Street in Bangkok, Thailand

Pradit Manutham Road (ถนนประดิษฐ์มนูธรรม, /th/) is one of the streets in Bangkok. It is a major arterial that connects the inner city with the northeastern suburban area of Bangkok. It is named after the royal title Luang Pradit Manutham, or Pridi Banomyong, the 7th Prime Minister of Thailand and a senior statesman who was the leader of the Free Thai Movement during World War II. It is considered a road that is closely paired with another nearby route, Prasert Manukit Road (Highway 351), which is more commonly known as Kaset–Nawamin Road.

Begins at the end of Soi Sukhumvit 63 (Ekkamai) in the Huai Khwang area, heading north-northeast. The road passes through Rama IX Road and crosses Khlong Lat Phrao into the Wang Thonglang district, where it intersects with Pracha Uthit Road and Lat Phrao Road. It then crosses Khlong Song Khram and enters the Lat Phrao district (from this point onward, its eastern serves as a boundary between Lat Phrao, Wang Thonglang, Bang Kapi, and Bueng Kum districts).

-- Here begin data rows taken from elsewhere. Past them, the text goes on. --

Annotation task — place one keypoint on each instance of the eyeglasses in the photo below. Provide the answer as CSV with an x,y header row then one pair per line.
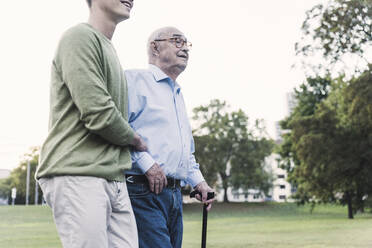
x,y
178,42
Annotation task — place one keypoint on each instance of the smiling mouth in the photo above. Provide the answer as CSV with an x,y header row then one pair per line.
x,y
127,4
183,56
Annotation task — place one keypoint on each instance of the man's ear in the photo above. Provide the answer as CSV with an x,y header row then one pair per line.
x,y
154,49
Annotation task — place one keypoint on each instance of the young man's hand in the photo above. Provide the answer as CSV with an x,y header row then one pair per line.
x,y
138,143
157,179
204,188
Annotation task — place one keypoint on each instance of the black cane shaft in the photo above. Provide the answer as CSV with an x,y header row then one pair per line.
x,y
204,230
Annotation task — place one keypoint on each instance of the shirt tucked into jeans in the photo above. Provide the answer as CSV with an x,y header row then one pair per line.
x,y
157,113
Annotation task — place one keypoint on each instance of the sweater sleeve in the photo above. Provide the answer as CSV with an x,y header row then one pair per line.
x,y
80,64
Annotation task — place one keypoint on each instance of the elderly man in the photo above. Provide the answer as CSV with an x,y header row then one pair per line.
x,y
157,113
83,159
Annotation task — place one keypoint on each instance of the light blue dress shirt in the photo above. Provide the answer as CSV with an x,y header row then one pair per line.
x,y
157,113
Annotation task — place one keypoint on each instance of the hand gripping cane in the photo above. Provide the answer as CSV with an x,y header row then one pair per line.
x,y
205,215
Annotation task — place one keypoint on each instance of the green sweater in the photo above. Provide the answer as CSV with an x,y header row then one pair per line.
x,y
88,129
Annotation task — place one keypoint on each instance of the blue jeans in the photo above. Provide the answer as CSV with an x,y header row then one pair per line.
x,y
158,217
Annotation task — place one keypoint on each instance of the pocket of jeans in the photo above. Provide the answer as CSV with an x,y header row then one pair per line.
x,y
137,190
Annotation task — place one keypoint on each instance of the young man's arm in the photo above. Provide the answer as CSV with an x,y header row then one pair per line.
x,y
80,64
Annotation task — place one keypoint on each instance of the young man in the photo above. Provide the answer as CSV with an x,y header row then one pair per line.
x,y
157,112
82,161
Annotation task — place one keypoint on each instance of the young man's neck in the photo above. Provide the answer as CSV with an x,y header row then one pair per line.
x,y
102,24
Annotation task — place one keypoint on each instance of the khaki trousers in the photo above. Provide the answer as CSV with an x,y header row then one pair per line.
x,y
91,212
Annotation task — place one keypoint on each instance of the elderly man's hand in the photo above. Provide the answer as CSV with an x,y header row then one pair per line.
x,y
203,188
157,179
138,143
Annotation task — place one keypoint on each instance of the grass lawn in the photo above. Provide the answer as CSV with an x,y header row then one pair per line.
x,y
229,225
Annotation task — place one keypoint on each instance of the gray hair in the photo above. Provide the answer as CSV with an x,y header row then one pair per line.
x,y
157,34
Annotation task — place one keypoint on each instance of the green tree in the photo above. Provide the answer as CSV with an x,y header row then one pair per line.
x,y
336,31
17,178
228,149
333,147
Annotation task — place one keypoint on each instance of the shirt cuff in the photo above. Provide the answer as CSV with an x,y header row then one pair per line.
x,y
195,178
145,162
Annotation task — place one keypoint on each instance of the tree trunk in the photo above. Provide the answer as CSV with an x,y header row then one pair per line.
x,y
225,198
349,205
224,178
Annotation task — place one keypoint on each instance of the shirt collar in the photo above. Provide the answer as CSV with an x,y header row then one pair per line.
x,y
159,75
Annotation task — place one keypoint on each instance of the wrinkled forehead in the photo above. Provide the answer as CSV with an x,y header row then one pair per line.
x,y
174,33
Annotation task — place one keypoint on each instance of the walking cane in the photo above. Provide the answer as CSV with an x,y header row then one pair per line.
x,y
205,215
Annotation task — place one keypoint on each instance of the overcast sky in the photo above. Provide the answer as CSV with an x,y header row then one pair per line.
x,y
242,53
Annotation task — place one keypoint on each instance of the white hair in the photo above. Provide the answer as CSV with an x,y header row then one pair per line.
x,y
157,34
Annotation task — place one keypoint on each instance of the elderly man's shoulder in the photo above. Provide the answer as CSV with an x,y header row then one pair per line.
x,y
138,76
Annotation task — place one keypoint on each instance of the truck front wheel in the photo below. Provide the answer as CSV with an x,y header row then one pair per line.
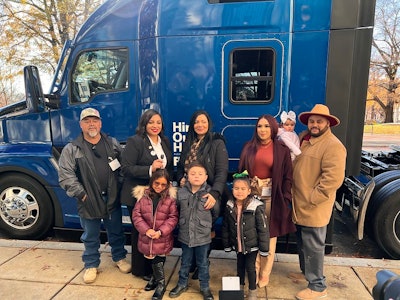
x,y
25,207
387,219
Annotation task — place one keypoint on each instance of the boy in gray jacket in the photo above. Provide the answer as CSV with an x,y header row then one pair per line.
x,y
195,225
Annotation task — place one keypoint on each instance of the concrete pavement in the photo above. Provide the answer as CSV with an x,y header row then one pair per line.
x,y
54,270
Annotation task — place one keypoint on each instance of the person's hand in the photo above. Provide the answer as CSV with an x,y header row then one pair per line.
x,y
210,201
157,164
150,233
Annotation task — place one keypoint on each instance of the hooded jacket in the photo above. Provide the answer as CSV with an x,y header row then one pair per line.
x,y
254,232
164,219
214,157
77,176
195,222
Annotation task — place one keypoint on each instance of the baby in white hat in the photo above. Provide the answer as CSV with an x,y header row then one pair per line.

After that, it intersects with Prasert Manukit Road (Kaset–Nawamin), crosses Khlong Khok Khram into the Bang Khen area, and continues until it terminates at Ramintra Road (Highway 304) near km 5.5. The road is 6 lanes wide (3 lanes in each direction) with a central median, totaling approximately 12 km in length.

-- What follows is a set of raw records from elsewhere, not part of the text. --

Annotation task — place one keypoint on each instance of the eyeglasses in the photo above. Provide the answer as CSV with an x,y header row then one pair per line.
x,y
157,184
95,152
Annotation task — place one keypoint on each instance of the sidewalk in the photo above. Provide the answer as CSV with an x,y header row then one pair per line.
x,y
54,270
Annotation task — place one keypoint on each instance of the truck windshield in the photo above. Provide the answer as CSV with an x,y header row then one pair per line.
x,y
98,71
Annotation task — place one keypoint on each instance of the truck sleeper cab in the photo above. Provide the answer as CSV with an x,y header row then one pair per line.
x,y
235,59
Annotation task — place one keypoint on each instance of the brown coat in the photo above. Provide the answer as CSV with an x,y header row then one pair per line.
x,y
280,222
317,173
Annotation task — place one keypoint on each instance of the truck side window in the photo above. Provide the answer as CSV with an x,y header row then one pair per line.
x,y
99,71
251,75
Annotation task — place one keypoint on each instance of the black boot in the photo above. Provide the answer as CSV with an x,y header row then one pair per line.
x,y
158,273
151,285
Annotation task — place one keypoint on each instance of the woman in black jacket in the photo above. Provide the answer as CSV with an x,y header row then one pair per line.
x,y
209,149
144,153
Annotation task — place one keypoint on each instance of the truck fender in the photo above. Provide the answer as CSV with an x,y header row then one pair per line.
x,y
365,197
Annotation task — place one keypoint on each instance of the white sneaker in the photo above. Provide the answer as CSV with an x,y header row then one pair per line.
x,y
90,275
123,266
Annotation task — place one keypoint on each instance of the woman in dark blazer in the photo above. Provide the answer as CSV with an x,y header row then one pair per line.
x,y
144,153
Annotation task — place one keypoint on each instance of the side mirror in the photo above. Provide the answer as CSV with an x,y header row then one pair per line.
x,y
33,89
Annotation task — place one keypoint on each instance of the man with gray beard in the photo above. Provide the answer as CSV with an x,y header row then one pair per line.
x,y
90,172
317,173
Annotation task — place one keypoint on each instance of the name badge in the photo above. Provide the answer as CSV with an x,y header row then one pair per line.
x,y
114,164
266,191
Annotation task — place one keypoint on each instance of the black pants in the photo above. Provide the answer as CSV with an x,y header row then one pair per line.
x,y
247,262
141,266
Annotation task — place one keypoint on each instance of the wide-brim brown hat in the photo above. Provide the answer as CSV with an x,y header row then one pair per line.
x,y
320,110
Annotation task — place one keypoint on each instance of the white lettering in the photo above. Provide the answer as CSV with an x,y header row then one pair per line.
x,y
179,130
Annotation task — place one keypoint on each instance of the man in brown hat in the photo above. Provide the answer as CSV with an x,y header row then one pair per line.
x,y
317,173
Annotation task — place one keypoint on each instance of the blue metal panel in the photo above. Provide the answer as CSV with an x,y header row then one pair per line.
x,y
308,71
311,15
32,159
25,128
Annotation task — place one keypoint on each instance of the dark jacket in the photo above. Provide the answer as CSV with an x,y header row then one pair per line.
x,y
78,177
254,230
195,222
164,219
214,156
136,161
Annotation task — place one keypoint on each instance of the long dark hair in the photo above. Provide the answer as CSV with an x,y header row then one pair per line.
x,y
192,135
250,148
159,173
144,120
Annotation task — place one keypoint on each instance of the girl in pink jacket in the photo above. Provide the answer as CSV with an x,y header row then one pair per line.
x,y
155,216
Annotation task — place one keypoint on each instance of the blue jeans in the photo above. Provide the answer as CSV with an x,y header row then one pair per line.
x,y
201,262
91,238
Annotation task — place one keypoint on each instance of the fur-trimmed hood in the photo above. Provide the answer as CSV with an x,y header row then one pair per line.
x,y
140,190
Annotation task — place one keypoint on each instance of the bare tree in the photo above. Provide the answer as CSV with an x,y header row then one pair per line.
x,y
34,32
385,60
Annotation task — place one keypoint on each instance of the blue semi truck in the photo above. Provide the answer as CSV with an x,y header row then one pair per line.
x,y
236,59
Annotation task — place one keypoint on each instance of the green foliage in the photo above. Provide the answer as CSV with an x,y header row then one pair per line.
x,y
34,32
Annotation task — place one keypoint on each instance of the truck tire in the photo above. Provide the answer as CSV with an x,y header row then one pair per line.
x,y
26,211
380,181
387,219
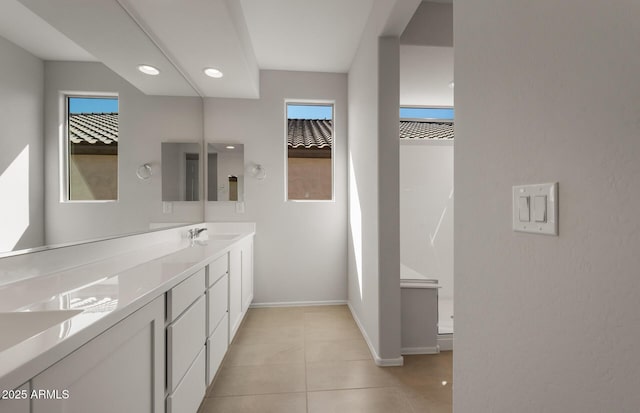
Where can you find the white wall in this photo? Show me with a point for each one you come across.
(144, 122)
(374, 257)
(300, 247)
(426, 211)
(21, 149)
(547, 91)
(431, 25)
(425, 74)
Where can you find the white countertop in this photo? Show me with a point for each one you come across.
(106, 292)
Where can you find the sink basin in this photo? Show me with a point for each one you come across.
(16, 327)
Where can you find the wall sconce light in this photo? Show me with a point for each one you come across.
(258, 172)
(144, 172)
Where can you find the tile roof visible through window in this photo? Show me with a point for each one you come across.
(426, 130)
(93, 128)
(309, 133)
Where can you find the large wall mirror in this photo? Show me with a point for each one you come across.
(40, 208)
(225, 172)
(180, 171)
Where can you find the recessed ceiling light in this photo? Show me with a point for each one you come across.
(211, 72)
(148, 70)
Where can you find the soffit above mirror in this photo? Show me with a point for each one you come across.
(237, 37)
(29, 31)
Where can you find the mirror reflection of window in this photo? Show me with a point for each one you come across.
(180, 171)
(191, 176)
(225, 172)
(233, 188)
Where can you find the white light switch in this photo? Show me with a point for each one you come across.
(523, 209)
(535, 208)
(540, 208)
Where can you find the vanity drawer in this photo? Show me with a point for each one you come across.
(182, 295)
(217, 269)
(218, 300)
(217, 346)
(189, 394)
(185, 338)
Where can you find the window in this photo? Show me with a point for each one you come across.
(309, 151)
(91, 142)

An elevated expressway runs above the central median from Rama IX Road to Ramintra Road. As a result, this route runs parallel to the Chalong Rat Expressway and is commonly referred to as the "Liab Duan Ramintra Road" (ถนนเลียบด่วนรามอินทรา, /th/, lit. 'Ramintra Expressway Parallel Road'), or more simply Liab Duan Ramnintra. Originally, it was known as "Ekkamai–Ramintra Road" (ถนนเอกมัย–รามอินทรา, /th/) before being renamed to its current name in 1998. There are also overpasses at major intersections, including Lat Phrao Road and Prasert Manukit Road.

Along Pradit Manutham Road especially in the Wang Thonglang area there is a bike lane that runs parallel to the sidewalk on both sides of the road. The roadside is decorated with many types of trees which create a shaded and pleasant atmosphere. Rows of oil palms are planted along the sidewalks in an orderly line and beyond them there are rows of Malay padauk trees along the bike lane which add more greenery to the area.

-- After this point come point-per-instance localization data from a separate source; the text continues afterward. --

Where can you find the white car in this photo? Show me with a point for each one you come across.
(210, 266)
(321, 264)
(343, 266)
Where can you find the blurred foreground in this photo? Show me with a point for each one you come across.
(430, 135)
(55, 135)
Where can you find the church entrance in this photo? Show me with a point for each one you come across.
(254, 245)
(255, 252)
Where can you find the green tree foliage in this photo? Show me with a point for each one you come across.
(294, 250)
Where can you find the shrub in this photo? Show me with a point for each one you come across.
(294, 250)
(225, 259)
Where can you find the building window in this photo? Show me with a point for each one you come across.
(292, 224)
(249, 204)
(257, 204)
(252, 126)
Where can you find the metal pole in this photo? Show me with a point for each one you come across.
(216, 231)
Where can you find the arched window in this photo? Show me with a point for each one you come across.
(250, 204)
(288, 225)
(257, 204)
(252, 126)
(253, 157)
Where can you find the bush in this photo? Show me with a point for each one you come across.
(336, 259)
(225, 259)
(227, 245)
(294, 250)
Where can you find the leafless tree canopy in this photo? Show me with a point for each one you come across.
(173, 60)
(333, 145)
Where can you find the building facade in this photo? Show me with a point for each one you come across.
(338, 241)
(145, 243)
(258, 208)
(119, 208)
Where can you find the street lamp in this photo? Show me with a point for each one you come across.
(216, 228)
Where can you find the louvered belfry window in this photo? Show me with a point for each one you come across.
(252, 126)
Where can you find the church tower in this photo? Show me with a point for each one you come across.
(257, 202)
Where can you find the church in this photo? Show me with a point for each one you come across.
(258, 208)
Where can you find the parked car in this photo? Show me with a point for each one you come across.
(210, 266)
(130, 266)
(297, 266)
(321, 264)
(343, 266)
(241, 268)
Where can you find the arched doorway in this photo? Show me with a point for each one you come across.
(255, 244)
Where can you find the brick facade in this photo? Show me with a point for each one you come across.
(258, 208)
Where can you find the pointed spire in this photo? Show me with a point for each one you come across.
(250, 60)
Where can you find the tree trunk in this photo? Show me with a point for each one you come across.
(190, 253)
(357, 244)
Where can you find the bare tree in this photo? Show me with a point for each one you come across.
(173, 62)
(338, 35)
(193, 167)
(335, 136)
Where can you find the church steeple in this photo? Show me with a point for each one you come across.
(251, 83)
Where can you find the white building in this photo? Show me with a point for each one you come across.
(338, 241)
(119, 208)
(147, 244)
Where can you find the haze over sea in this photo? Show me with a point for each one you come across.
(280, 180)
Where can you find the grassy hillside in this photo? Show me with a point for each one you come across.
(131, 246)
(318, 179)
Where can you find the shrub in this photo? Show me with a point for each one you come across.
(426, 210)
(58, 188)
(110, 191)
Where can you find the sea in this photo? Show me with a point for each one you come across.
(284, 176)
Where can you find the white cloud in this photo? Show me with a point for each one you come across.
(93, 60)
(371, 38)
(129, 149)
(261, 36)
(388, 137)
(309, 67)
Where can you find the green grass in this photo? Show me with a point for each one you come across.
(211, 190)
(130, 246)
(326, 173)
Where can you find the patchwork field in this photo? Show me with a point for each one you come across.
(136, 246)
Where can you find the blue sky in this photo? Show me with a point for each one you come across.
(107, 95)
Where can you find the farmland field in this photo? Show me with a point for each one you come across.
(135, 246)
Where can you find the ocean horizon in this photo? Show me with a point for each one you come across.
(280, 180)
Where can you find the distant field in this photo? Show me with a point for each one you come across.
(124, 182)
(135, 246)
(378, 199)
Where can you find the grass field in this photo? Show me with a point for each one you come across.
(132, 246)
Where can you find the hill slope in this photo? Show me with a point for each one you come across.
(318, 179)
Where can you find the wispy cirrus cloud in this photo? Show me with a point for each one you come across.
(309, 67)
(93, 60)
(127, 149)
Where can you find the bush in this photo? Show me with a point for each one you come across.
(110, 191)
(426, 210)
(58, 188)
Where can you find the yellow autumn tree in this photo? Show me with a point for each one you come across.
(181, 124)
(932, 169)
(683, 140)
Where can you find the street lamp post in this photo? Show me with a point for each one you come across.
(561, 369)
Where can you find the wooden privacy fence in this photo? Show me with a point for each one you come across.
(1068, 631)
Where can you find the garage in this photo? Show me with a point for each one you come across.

At present there are many garden style restaurants located along the road especially near the intersection with Prasert Manukit Road where the atmosphere feels like a suburban countryside. There are also several high end housing developments built along this route on land that was previously underdeveloped but has now become prime real estate due to its closeness to the city center. In addition the road is lined with community malls and shopping centers such as The Crystal Ekkamai Ramindra which opened in 2008 and CDC Crystal Design Center with Central Eastville.